Tuio Becker associou a temática de Vento norte ao neorealismo italiano, aos filmes de origem praieira, a influência de Sergei Eisenstein e aos seus seguidores mexicanos. E assim como se pôde verificar em O vento, de Victor Sjöstrom (1928), Vento norte apontou a utilização da natureza não como ilustração cenográfica, mas como força dramática da estrutura narrativa (Becker, 1986, p.103-106).

Contudo, mesmo que plasticamente bem acabado e tendo o apoio da imprensa de Porto Alegre, o filme não obteve êxito em bilheteria. Talvez em virtude de sua ingenuidade interpretativa e de um roteiro frouxamente amarrado, a despeito do argumento que apresentava o drama coletivo dos pescadores de uma colônia em Torres (RS) pela escassez de peixe em decorrência do vento norte. Malefício sempre contraposto à tragédia iminente que ennvolvia o “quadrilátero amoroso” vivido pelos protagonistas.

Absorvendo o fracasso econômico de Vento norte e a “indiferença dos produtores locais”, Salomão Scliar retornou ao Rio e mais tarde seguiu para São Paulo37. A despeito de alguns curtas e documentários, sua atividade se concentrou na fotografia (Póvoas, 2002, p.39; Miranda, 1990, p.312-313).

A constituição das redes de relação por ofício até aqui observadas tem um caráter que transita entre o exógeno e o endógeno. O primeiro desses aspectos é a busca de legitimação e apoio num meio não ligado diretamente à produção do filme, através da publicação de informações, comentários e críticas nas páginas dos periódicos e das revistas especializadas. Do ponto de vista endógeno, procura-se receber dos colegas de profissão uma espécie de reconhecimento que valide a entrada naquele meio.
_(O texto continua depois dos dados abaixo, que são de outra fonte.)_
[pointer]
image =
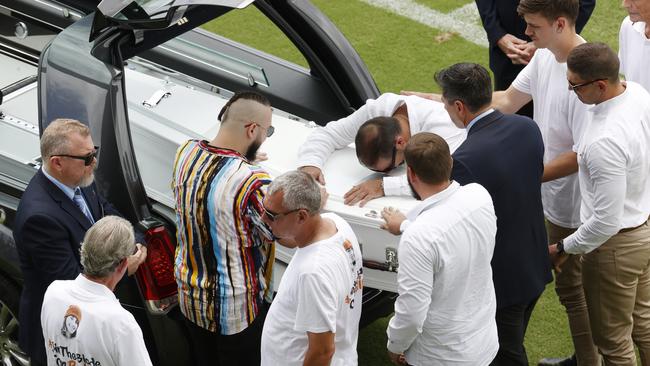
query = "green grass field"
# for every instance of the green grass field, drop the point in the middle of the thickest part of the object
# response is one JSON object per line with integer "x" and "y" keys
{"x": 403, "y": 54}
E Salomão Scliar soube operar nessas duas pontas. Sua experiência profissional e o convívio com os jornalistas se constituíram numa espécie de garantia de que obteria a atenção da imprensa para a sua atividade como produtor e diretor cinematográfico.

Dentro do próprio meio profissional, não bastava apenas o reconhecimento local, até porque a ausência de um efetivo campo de produção cinematográfica no Rio Grande do Sul o incitava a procurar o necessário reconhecimento nas esferas onde a produção estava consolidada ou se encaminhava para esse estágio. Isso explica porque mesmo antes de projetar Vento norte para a imprensa de Porto Alegre, Salomão Scliar, promoveu sessões para a apresentação de seu filme no Rio de Janeiro e em São Paulo. No Rio, após a sua montagem e sonorização, a fita foi exibida junto ao Círculo de Estudos Cinematográficos, que era liderado por Alex Viany. Dias depois, em sessão no Museu de Arte de São Paulo (MASP),

Vento norte foi assistido pela critica, por artistas, técnicos e diretores vinculados às

companhias cinematográficas Vera Cruz e Maristela (Póvoas, 2002, p.54-55). Conforme veremos no capítulo seguinte, esses aspectos exógenos e endógenos perderão em parte a sua dicotomia, pois para além de relações entre cineastas e jornalistas o que se verificará em muitos casos será a divisão profissional dos agentes entre a imprensa e o cinema.